Ada semakin banyak pendukung disabilitas terkenal di industri fesyen. Pada tahun 2018, model Amerika Antigua Aaron Rose Philip menjadi model transgender berkulit hitam pertama dengan disabilitas yang bekerja di agensi besar. Ia biasa di landasan pacu New York Fashion Week Collina Strada dan telah memotret kampanye untuk Sephora, Moschino, Marc Jacobs dan Gucci, serta muncul di sampul The Perfect Magazine, Numéro dan Paper.
Advertisement
Acara Makeover Disabilitas
Pada awal tahun 2022, jaringan televisi AMI Kanada meluncurkan Fashion Dis , acara makeover pertama yang didedikasikan untuk penyandang disabilitas, digawangi oleh advokat dan blogger disabilitas Kanada Ardra Shephard, yang menderita multiple sclerosis (MS). Musim pertama memamerkan serangkaian merek fesyen adaptif, termasuk Kinetic Balance, MagnaReady, IZ Adaptive Clothing, Ffora, Billy Footwear, dan KayCey.
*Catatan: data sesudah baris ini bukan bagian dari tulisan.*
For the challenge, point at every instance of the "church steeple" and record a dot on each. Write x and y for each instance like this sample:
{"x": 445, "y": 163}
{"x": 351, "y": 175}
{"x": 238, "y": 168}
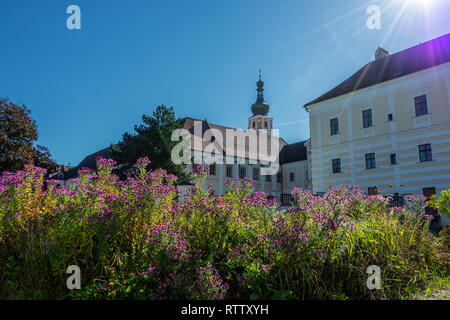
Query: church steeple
{"x": 260, "y": 109}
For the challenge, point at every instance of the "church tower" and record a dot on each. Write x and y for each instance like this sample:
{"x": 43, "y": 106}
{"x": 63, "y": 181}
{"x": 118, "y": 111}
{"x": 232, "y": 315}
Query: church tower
{"x": 260, "y": 109}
“Ini benar-benar ruang yang terus berkembang, dan hal tentang pakaian adaptif adalah tidak hanya benar-benar mengubah kehidupan orang yang membelinya, tetapi juga ada peluang besar untuk meningkatkan kesadaran bahwa tidak satu ukuran cocok untuk semua dan tidak pernah benar-benar terjadi,” kata Cole.
“Dua puluh persen orang di Australia memiliki disabilitas, itu adalah pasar yang sangat besar. Memiliki merek seperti Tommy Hilfiger yang mendukung hal itu, mereka tidak hanya membuat hidup lebih mudah bagi 20 persen orang tersebut, mereka juga membuat komitmen besar terhadap inklusi dan keragaman pada saat yang sama, dan hal itu memiliki efek sosial yang sangat besar dengan cara yang dirasakan penyandang disabilitas tentang diri mereka sendiri. [Juga] merek lain mungkin berpikir tentang bagaimana mereka melakukan sesuatu dan bagaimana mereka dapat meningkatkannya (industri fesyen adaptif)."